Dali experimenta a necessidade de traduzir agora o seu violento desejo de criação de objectos carregados de símbolos sexuais contemporâneos. Cada vez mais é evidente um amadurecimento nas suas obras.


Dá-se o conhecimento da sua existência quando o marchand Camille Goemans lhe anuncia que exporá todos os seus quadros na sua galeria em Paris onde o primeiro quadro que vendeu fora “O Enigma do Desejo”. Aí vê Gala e ficara enamorado por esta ser parecida com a mulher que idealizara.


Os temas tipicamente dalinianos são o gafanhoto, o leão, os seixos, o caracol, os lábios-vulva, entre outros.
É o seu amor freudiano por Gala – com quem se casa – que vai dominar toda a sua obra.

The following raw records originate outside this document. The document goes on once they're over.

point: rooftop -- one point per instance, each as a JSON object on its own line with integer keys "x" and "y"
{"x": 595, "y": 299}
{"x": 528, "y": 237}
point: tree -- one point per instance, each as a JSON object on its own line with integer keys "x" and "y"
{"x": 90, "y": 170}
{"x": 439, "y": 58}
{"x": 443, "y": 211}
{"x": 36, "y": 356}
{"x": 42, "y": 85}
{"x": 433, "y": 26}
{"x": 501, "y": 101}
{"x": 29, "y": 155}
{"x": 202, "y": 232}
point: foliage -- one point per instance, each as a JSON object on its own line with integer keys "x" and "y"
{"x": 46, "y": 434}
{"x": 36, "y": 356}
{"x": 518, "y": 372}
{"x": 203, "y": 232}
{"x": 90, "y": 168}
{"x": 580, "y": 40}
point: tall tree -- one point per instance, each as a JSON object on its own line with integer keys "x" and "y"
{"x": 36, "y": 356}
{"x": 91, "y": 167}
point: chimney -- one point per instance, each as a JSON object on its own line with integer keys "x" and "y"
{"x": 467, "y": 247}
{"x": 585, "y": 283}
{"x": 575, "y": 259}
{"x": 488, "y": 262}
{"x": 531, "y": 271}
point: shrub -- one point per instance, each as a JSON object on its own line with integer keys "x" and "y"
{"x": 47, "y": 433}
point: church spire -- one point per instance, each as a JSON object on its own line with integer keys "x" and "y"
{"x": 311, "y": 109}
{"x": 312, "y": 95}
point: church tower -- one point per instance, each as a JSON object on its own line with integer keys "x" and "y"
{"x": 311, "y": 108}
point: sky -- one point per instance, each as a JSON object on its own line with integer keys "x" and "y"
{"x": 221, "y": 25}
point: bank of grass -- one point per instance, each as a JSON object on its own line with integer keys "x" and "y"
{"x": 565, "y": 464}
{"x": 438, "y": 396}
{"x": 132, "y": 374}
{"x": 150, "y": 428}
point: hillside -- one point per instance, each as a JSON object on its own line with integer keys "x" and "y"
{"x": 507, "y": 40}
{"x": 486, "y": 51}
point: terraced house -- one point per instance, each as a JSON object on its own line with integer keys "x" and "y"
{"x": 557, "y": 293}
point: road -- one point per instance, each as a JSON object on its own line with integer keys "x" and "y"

Apesar de não ter convivido com os surrealistas, Dali torna-se, com um quarto de século de avanço, o santo patrono dos hiper-realistas americanos.
Dali continua fiel às suas ideias, para si um piano não é um piano, mas sim uma fêmea. Representa bastante sexo e sexualidade após de com Gala ter conhecido o êxtase.

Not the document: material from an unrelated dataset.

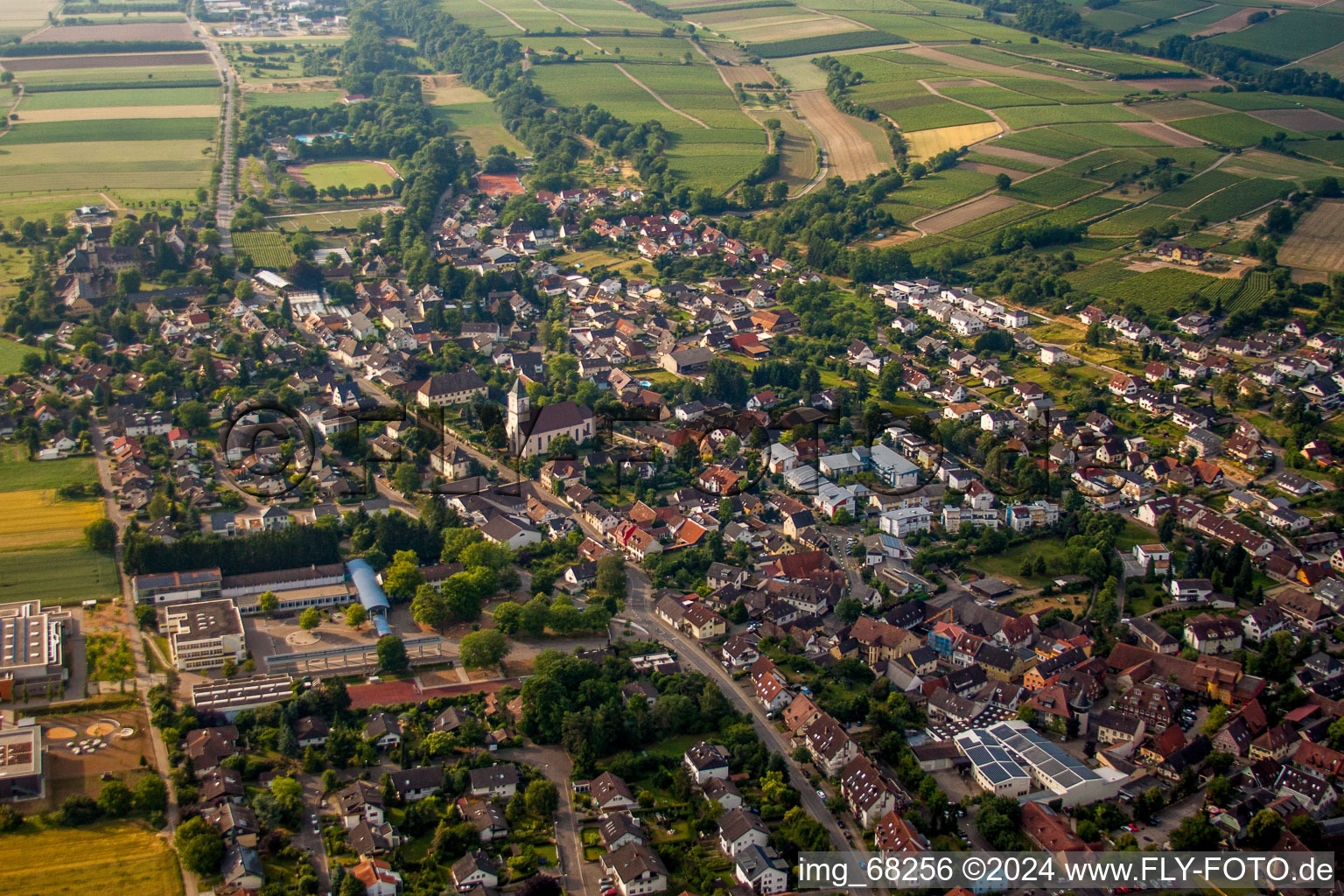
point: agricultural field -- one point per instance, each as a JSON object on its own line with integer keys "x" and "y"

Cada vez mais o confronto entre o “mole” e o “duro” está presente nas suas obras.
Desencadeia a fúria dos surrealistas assim como a cólera de Breton quando desenha os rostos de Guilherme Tell e Lénine.
Gala defende e segue Dali para toda a parte.
Dali cria e inventa, os seus objectos surrealistas dão a volta ao mundo.

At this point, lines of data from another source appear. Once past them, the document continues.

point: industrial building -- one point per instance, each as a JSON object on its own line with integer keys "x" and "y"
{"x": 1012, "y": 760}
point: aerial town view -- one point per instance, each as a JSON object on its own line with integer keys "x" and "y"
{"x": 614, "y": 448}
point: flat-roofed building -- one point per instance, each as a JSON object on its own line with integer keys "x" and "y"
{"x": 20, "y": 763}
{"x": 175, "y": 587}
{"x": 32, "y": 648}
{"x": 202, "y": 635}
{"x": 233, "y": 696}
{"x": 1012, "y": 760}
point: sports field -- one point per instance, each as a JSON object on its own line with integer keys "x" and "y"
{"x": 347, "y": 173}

Em várias obras suas são visíveis gavetas, estas fora buscar a Freud; serviu-se delas para representar em imagens as teorias de psicanálise deste.
Dali começa a considerar-se o único representante autêntico do surrealismo.
Dali ensaia jogos ópticos, inverte imagens e, ao contrário do que se podia imaginar, os pensamentos de Dali são sérios. Pretende ir às entranhas escondidas e profanar o mais maravilhoso que aí se encontrar.


Vários ficaram chocados, incluindo Breton, quando viram os elementos escatológicos que maculavam a sua obra. Todos puseram Dali de lado, excluindo-o. Havia muitas coisas que para a sociedade ainda eram tabu, toleravam-lhe apenas em certa medida. Dali disse que já que ninguém queria as suas obras, iria guardar os seus “tesouros”, esse “ouro” só para si.


As obras de Dali eram surpreendentes, escandalosas e comprometedoras para os surrealistas; pretendia criticar o que não “gostava” e dizia que a política não lhe interessava, que a achava anedótica, miserável e até ameaçadora.
Apesar de bastante criticado não deixa de participar em todas as exposições, pois era necessário alguém com o carácter de Dali.


Nem aos 50 anos este deixou de ser um grande pintor, havia sempre uma força de invenção surpreendente, sentido de drama e de humor.
A sua ambição era “materializar com a fúria mais imperialista de precisão as imagens da irracionalidade concreta”.


Dali explica o motivo de relógios moles: os americanos estão sempre a olhar para o relógio. Estão apressados, terrivelmente apressados e os seus relógios são tremendamente rígidos, duros e mecânicos. Quando Dali pintou o seu primeiro relógio mole foi um êxito. Esta também é a história da personalidade de Dali: “Gala, em vez de me endurecer tal como a vida na verdade tinha planeado, construiu-me uma concha de bernardo-eremita, de modo que nas minhas relações exteriores passava por ser uma fortaleza, enquanto no interior continuava a envelhecer dentro do mole, do supermole.”


Dali resume assim o seu trabalho: “O Céu, é o que a minha alma apaixonada pelo absoluto procurou ao longo da vida que pôde parecer a alguns confusa e, resumindo, perfumada com o enxofre do demónio. O Céu! Infeliz daquele que não compreender isso (…) O Céu não está nem em cima, nem em baixo, nem à direita, nem à esquerda, o Céu está exactamente no centro do peito do homem que tem Fé. P.S. Neste momento ainda não tenho Fé e temo morrer sem Céu.”


Foi após “A Tentação de Santo António” em 1946 que se qualifica daí em diante como “ex-surrealista”. Contudo isto não impede que Dali volte a ser um pouco profano, aprofundando o seu misticismo pelo delírio erótico.


Dali refere: “Não sou loco. A minha própria lucidez atingiu mesmo um tal nível de qualidade e de concentração que não existe uma personagem mais heróica e mais prodigiosa neste século e, excluindo Nietzsche (e mesmo ele, morreu louco), não encontramos equivalente noutros. A minha pintura assim o testemunha.”